Trinity's Legacy
Page 17
“What’s he gotten himself into?” she said.
Hubert looked at me and nodded, which I took as tacit instruction to lead the conversation. “When did you last see him?” I said, somewhat evasively.
She looked upwards and to the right. I’d read somewhere that this meant the person was lying. Or was it upwards and to the left?
“Six months ago, more or less,” she said. “He came to see me here in Vegas. We spent the weekend together. Went on a helicopter ride out to the Canyon. It was great. He’s a good father.”
I saw Hubert glance at Connor who shook his head fiercely. Something about this wasn’t gelling.
“Amy, how old are you?” I said.
“Twenty-four.”
“How long have you been a hooker?”
‘None of your business.”
“Does your father know?”
Amy paused. “Yes. But he doesn’t judge me.”
Connor looked at Hubert who nodded his assent. He sat down on the bed and folded his arms.
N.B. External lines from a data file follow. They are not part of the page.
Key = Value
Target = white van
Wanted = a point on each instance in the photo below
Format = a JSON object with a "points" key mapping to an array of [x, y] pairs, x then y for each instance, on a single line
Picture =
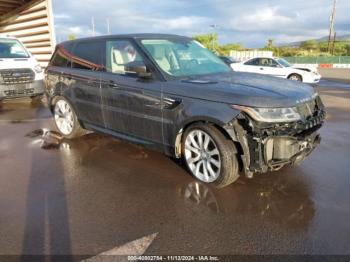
{"points": [[20, 73]]}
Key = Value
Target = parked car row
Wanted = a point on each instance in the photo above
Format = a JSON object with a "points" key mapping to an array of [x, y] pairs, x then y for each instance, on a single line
{"points": [[171, 94], [277, 67], [20, 73]]}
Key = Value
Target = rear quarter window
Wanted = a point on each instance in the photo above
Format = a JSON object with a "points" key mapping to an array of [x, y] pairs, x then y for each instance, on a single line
{"points": [[61, 57]]}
“Amy, I was with your father recently and he didn’t talk about you. We talked about anything and everything, but not you. I find that strange.”
Amy’s face darkened. “I don’t know Gabe, he never talked about you neither, and I’ve not fucking seen you for years.”
Connor winced, and then took a deep breath. “Did you know Cora had died?”
A shrug. “Sure.”
“Were you at the funeral?”
Another look upwards and to the right. “Sure. Why wouldn’t I be?”
Well, there was the lie, but something else wasn’t right and I couldn’t put my finger on it. Hubert stood up and walked over to the window. He pulled back the drapes and stared down at the glitzy lights of the Strip, pulsating neon and LED, the heartbeat of another city that never slept.
“Amy, you need to come with us,” he said.
She crossed her arms. “Are you going to tell me what sort of trouble my father is in?”
“Not yet. And this is non-negotiable. Grab the rest of your gear.” His phone trilled, and he pulled it out of his jacket pocket and listened. He acknowledged it curtly and looked at me. “That was Holland. At the crater. He’s found something. Wants us to go there.”
I looked up sharply, “Adam?”
Amy glanced warily between Hubert and me. Then she smiled slyly, “He’s missing, right? So what’s the big deal?”
I ignored her and strode over to join Hubert at the window. He leaned in and spoke softly. “I’m not sure she’s going to be much help, but whatever, we’ll keep her here under lockdown, just in case.”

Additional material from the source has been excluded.